Date: Wed, 3 Jul 2024 11:36:29 +0200
From: "Steinar H. Gunderson" <
se...@google.com>
To:
platform-arc...@chromium.org
Subject: Replacing StringHasher with rapidhash
[Resending from @
google.com; evidently my last email got stuck in some
list spam filter]
Hi,
I'm throwing this out to get some early feedback before I go way too deep
in the code; both positive and negative sentiments are welcome. :-)
We spend a lot of time making AtomicStrings (e.g., 10% of CSS parsing is
creating them), and a significant of that goes into making hashes.
StringHasher is an implementation of SuperFastHash from 2013, which is now
looking rather dated. In particular, it has really poor hash properties
(it fails nearly all the SMHasher tests), and it's generally not using
the 64-bit ALUs present in effectively all modern CPUs.
I'd like to replace SuperFastHash with rapidhash, which is currently topping
the SMHasher lists in terms of performance for short strings (and also is
about ten times as fast as SuperFastHash for long strings). It is licensed
under a 2-clause BSD license, and comes as a single header file
(see
https://github.com/Nicoshev/rapidhash), although we'd need to make some
modifications to get e.g. constexpr support and the ability to lowercase
strings on the fly as we're going.
This is not a small change, but it is also not a huge one. What we primarily
lose is the ability to do incremental hashing, but there are actually not
that many users of that (fewer than ten).
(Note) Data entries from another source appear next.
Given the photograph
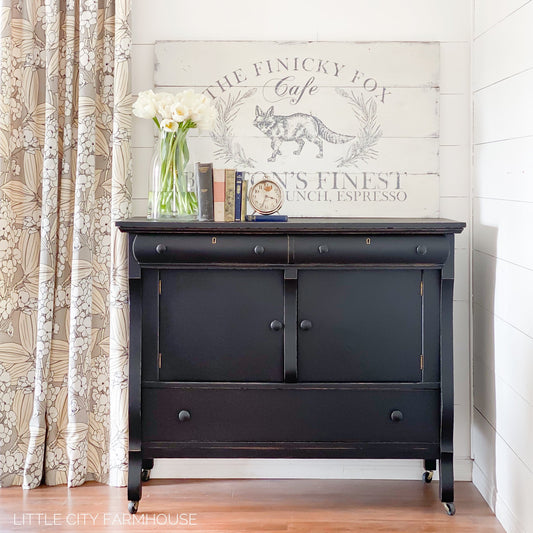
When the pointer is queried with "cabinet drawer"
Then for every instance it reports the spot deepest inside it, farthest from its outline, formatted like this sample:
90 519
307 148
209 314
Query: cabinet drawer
418 249
290 414
210 248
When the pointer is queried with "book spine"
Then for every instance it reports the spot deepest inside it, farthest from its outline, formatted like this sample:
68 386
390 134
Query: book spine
204 177
244 199
219 193
229 199
238 195
266 218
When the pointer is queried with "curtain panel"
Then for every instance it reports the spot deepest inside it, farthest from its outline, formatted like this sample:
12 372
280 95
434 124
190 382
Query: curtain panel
65 174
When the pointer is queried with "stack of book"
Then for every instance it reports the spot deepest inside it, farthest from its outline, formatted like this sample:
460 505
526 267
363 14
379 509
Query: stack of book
221 193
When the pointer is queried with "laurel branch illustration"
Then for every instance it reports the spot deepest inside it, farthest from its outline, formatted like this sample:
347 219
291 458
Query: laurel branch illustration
222 134
362 149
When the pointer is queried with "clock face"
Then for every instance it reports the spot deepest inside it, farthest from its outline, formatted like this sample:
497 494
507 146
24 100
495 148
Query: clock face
266 197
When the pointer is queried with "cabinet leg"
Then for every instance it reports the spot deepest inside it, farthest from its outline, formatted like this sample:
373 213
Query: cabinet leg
147 466
446 477
430 464
134 481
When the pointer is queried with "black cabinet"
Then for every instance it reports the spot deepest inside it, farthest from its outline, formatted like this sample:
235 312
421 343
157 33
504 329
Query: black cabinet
312 338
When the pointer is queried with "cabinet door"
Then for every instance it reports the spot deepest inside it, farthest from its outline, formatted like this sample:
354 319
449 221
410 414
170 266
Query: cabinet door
215 325
359 325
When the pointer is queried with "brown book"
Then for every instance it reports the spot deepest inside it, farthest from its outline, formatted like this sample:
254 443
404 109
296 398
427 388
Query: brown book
204 177
229 199
219 193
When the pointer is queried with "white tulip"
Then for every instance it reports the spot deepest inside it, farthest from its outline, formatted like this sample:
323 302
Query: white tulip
180 112
169 125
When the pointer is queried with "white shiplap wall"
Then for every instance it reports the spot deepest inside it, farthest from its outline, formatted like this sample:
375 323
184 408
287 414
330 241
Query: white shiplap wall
447 21
502 84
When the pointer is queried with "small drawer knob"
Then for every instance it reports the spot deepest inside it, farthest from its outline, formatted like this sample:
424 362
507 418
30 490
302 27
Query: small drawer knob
396 416
276 325
306 325
184 416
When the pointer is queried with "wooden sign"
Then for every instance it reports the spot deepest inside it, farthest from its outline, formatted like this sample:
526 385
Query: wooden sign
348 129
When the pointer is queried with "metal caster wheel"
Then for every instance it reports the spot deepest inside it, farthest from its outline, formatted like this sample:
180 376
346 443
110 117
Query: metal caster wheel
450 508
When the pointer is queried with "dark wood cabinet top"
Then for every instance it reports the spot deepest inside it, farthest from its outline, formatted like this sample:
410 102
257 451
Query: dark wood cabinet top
297 225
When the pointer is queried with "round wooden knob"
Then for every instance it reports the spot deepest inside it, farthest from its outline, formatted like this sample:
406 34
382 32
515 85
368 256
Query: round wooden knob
276 325
184 416
396 416
306 325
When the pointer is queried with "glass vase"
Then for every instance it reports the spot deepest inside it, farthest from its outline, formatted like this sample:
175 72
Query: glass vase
172 192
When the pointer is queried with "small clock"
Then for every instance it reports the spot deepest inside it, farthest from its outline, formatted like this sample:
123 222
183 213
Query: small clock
266 197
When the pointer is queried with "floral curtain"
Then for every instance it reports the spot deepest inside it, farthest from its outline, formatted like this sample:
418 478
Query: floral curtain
65 170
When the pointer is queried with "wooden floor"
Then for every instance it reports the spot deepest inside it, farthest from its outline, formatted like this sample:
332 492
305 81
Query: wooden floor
248 505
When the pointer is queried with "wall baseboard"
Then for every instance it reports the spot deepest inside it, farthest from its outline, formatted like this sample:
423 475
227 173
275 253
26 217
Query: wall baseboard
300 468
498 506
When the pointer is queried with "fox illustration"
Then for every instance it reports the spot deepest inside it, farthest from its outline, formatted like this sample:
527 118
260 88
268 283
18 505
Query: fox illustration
298 127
I'm also planning to retire the
current concept of the string hash expanding 8-bit data on the fly to 16-bit
(SuperFastHash works natively in 16-bit input increments, rapidhash does
not), which will require a little bit of fiddly code. For instance, it means
that whenever we have a 16-bit String that we want to hash, we'll need to
check whether it contains only 8-bit data or not, and if so, hash only ever
other byte. (The check plus new hash should already be much faster than the
old hash alone, since it already needs to do similar checking.) Similarly,
when adding UTF-8 data to AtomicStringTable, we'll probably need to convert
it to UTF-16 ahead of hashing if it's non-ASCII, as opposed to after hashing
and lookup like today.
The benefits, though, are worth it IMO. We gain an immediate ~2% on CSS
parsing, and a prototype shows ~0.5% Speedometer3 and MotionMark gain.
Furthermore, we end up with a just better hash, so fewer collisions.
It is also possible to parameterize much easier then SuperFastHash (you can
generate and choose secrets, randomizing the hash), so if we wanted to, we
could leverage ASLR-like techniques in the future to make DoS-ing hash tables
harder. This is not something I intend to do at this point, though.
What do you think?
/* Steinar */
----- End forwarded message -----